Pour leur étude, dirigée par le Dr Jeroen Groeneveld du Centre des sciences de la mer et de l’environnement à l’Université de Brême, en Allemagne, une équipe de chercheurs a étudié les carottes de sédiments forés le long de la côte ouest de l’Australie. navire JOIDES Résolution.

Leurs données ont fourni une vision à long terme de la façon dont les précipitations et les périodes de sécheresse ont changé sur Terre il y a 16 à 6 millions d’années. En collaboration avec des scientifiques de 29 instituts internationaux différents ayant une expertise en paléontologie, sédimentologie et propriétés physiques géologiques, Chelsea Korpanty de l’École des sciences biologiques de l’Université du Queensland a travaillé à bord du JOIDES en 2015 en tant que sédimentologue.

Selon Mme Korpanty, le climat mondial a subi des changements importants lorsque la calotte glaciaire de l’Antarctique s’est étendue il y a environ 14 millions d’années. Elle a ajouté que leur étude des sédiments marins peu profonds du plateau continental australien fournit la première preuve empirique qui associe le refroidissement à haute altitude autour de l’Antarctique avec les changements du climat dans les régions subtropicales au Miocène.

Mme Korpanty a noté que leurs données sont en accord avec l’inférence que l’expansion de la glace de mer autour de l’Antarctique a entraîné un mouvement vers le nord des vents d’ouest. On pense que ces changements peuvent avoir poussé la circulation atmosphérique tropicale, entraînant un changement majeur dans les régimes de précipitations sur de grandes parties de l’Asie du Sud-Est.

Les données de l’équipe publiées dans Science Advances fournissent un aperçu clair sur quand et comment les changements climatiques en Antarctique ont affecté les conditions climatiques australiennes. Dr Groeneveld a expliqué que le climat actuel en Australie occidentale varie du nord au sud. Dans le nord, les moussons saisonnières provoquent des saisons humides et sèches prononcées, tandis qu’un peu plus au sud le climat est sec. Au sud, les vents d’ouest apportent de la pluie pendant les hivers australiens. Dr Groeneveld a noté que les changements tectoniques, et non les événements anthropiques, ont joué un rôle crucial dans le développement du gradient climatique.
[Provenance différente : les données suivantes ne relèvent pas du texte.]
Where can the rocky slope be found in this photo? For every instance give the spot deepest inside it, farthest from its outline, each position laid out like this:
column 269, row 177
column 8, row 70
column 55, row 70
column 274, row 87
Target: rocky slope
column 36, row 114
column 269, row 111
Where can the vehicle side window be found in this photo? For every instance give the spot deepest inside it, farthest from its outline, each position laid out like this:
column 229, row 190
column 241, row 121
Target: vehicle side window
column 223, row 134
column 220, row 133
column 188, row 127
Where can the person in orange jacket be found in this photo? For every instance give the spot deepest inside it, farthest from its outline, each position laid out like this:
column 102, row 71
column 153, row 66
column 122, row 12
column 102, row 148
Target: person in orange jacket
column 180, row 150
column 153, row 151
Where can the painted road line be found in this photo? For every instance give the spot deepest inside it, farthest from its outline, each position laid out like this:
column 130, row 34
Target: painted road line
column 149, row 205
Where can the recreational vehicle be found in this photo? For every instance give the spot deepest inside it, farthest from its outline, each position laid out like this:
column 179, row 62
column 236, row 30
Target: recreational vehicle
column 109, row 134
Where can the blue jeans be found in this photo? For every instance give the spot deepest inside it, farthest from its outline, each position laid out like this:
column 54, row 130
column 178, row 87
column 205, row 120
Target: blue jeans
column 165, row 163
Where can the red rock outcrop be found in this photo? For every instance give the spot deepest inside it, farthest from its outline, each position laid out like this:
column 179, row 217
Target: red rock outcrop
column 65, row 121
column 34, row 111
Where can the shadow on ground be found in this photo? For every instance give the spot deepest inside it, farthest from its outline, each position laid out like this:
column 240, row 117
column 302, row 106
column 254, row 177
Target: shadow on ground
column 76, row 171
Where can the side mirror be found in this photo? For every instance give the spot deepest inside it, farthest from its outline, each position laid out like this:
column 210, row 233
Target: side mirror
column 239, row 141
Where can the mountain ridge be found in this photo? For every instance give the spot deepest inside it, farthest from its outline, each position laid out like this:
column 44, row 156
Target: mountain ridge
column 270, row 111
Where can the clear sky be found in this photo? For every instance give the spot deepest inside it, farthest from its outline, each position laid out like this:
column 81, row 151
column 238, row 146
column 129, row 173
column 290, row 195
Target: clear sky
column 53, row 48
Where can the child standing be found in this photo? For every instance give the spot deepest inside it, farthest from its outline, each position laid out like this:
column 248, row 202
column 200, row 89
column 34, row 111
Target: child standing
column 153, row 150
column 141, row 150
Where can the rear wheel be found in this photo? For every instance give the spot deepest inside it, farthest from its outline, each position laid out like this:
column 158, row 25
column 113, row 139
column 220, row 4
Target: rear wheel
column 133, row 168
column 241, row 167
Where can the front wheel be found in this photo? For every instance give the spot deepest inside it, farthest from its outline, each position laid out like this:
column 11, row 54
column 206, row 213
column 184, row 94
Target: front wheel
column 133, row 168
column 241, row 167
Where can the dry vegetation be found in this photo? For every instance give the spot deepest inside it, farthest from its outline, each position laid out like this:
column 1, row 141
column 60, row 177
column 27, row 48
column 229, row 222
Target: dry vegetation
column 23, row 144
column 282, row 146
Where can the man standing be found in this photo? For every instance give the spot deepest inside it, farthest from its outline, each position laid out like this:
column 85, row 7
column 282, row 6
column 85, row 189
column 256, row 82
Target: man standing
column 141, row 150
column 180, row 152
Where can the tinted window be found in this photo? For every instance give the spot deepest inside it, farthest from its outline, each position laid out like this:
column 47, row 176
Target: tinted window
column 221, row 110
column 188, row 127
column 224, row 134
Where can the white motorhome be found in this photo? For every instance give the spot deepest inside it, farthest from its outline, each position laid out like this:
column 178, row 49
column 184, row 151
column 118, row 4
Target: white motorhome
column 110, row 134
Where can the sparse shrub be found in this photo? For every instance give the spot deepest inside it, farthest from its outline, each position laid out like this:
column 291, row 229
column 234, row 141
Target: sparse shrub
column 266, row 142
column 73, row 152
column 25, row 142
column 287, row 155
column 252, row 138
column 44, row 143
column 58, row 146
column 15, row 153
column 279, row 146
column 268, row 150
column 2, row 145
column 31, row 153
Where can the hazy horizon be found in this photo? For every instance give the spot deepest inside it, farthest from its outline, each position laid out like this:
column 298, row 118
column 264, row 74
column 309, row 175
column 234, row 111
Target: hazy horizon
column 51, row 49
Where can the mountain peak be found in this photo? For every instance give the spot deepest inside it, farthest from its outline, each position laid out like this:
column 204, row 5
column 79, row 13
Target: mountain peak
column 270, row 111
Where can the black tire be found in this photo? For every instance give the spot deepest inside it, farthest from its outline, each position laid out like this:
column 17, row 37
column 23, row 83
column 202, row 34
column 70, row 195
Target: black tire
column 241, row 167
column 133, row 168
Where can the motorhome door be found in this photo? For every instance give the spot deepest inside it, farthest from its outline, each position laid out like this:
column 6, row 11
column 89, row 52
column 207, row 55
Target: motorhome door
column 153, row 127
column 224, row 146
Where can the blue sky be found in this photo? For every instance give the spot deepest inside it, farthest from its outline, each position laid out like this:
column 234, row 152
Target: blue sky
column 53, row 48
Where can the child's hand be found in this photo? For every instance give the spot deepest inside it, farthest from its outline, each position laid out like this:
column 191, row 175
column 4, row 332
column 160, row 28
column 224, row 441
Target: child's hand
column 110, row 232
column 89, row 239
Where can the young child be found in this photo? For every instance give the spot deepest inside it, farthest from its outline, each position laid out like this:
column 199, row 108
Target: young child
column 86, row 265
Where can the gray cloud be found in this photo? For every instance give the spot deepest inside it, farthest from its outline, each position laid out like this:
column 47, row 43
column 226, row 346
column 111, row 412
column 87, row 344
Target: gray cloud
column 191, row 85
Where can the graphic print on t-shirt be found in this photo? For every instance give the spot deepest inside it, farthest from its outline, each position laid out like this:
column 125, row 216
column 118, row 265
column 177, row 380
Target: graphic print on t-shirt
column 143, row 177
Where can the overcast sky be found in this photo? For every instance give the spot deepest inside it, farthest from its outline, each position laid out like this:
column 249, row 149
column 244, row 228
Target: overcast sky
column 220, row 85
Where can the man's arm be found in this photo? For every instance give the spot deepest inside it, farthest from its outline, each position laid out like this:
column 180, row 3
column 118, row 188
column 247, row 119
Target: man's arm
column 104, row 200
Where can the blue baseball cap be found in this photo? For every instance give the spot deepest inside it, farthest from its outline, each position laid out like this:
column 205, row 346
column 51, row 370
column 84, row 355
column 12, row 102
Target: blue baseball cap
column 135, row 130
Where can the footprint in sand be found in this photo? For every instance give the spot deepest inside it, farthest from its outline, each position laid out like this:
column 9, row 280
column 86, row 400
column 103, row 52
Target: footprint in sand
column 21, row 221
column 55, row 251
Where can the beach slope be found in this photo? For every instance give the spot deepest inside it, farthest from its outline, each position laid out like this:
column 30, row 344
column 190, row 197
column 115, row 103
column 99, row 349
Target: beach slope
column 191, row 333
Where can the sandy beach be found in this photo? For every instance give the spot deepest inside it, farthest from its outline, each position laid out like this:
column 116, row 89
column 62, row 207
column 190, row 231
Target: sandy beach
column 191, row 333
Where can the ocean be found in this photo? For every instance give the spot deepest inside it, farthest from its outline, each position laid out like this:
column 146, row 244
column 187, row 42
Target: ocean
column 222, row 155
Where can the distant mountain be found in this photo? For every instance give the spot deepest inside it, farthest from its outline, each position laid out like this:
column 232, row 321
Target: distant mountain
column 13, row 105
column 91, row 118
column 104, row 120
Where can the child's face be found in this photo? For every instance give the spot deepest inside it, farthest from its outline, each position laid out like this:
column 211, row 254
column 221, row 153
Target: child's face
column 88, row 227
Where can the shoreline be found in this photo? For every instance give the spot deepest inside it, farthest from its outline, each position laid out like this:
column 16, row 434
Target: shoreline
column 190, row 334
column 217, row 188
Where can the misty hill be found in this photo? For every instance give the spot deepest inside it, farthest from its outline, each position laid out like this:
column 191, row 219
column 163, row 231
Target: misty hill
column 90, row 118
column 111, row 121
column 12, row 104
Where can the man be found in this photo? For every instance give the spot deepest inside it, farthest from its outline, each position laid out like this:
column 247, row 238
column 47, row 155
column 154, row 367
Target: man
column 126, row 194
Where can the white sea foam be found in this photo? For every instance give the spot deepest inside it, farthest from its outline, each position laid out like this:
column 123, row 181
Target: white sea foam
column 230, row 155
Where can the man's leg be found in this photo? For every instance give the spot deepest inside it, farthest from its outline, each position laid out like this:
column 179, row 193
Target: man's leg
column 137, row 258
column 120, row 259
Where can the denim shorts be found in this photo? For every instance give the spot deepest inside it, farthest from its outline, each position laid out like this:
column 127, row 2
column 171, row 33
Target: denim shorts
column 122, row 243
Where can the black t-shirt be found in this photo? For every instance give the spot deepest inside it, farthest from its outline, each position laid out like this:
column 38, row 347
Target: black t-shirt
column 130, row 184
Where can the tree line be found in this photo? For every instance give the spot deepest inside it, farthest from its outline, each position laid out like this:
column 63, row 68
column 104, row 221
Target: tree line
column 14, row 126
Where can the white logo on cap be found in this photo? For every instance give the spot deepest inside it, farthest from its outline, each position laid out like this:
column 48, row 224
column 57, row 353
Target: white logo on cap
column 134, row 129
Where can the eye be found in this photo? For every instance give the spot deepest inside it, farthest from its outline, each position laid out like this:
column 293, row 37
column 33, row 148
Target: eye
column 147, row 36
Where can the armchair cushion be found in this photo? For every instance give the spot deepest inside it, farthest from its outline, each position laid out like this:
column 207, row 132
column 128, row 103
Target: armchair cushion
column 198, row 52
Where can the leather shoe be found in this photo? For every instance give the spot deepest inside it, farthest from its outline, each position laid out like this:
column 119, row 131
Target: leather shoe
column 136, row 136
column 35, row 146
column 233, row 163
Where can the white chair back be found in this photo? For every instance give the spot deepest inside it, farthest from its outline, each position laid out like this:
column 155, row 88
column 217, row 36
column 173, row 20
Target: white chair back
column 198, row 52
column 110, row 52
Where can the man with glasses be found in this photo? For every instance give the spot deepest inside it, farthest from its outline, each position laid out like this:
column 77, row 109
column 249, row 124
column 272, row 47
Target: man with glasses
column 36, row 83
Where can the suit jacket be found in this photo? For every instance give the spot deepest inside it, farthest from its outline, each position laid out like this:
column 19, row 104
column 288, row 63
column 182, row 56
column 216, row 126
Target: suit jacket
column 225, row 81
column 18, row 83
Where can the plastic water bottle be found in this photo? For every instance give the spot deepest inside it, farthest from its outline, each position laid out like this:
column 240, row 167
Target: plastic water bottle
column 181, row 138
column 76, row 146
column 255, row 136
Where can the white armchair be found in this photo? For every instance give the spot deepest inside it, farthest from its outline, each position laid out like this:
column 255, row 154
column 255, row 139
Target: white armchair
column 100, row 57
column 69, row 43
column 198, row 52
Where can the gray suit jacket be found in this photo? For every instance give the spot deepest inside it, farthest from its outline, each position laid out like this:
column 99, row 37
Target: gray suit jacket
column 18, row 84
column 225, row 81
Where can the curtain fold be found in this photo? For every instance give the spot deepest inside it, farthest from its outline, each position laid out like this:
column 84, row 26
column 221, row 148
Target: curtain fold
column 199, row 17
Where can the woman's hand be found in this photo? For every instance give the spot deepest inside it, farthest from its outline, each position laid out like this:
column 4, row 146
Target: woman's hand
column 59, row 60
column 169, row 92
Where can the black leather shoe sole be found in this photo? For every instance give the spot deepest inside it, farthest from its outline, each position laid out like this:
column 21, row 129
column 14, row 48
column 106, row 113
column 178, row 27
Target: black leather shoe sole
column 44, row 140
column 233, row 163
«Le climat mondial au Miocène était beaucoup plus chaud qu’aujourd’hui et, à la fin du Miocène moyen, une grande partie de l’Antarctique est devenue glaciaire et a continué à refroidir l’océan Austral jusqu’à la fin du Miocène», explique le Dr Groeneveld.

Comme vous pouvez le voir, les changements climatiques extrêmes ont toujours fait partie intégrante du climat et de l’histoire de la planète. Ces phénomènes météorologiques extrêmes ont façonné la surface de la planète telle que nous la connaissons. Bien que les alarmistes du climat affirment souvent que les émissions de CO2 provenant de l’activité humaine à elle seule peuvent influencer le climat de la Terre à un tel point, ceci est un non-sens absolu. Le CO2 est le facteur déterminant de toute vie. Enlevez-le et la planète mourra.

Au fil des ans, les gouvernements alarmistes, les scientifiques corrompus et les médias traditionnels nous ont fait subir le cerveau en nous faisant croire que nous étions la cause principale des changements dans notre climat, qui détruisent la planète. Dans l’un de ses nouveaux mini-documentaires, Mike Adams, Health Ranger et fondateur de Natural News, a montré la triste réalité d’une planète sans CO2.

Regardez la vidéo, intitulée « Pourquoi le dioxyde de carbone est la » molécule miracle de la vie « pour VIVRE notre planète », ci-dessous.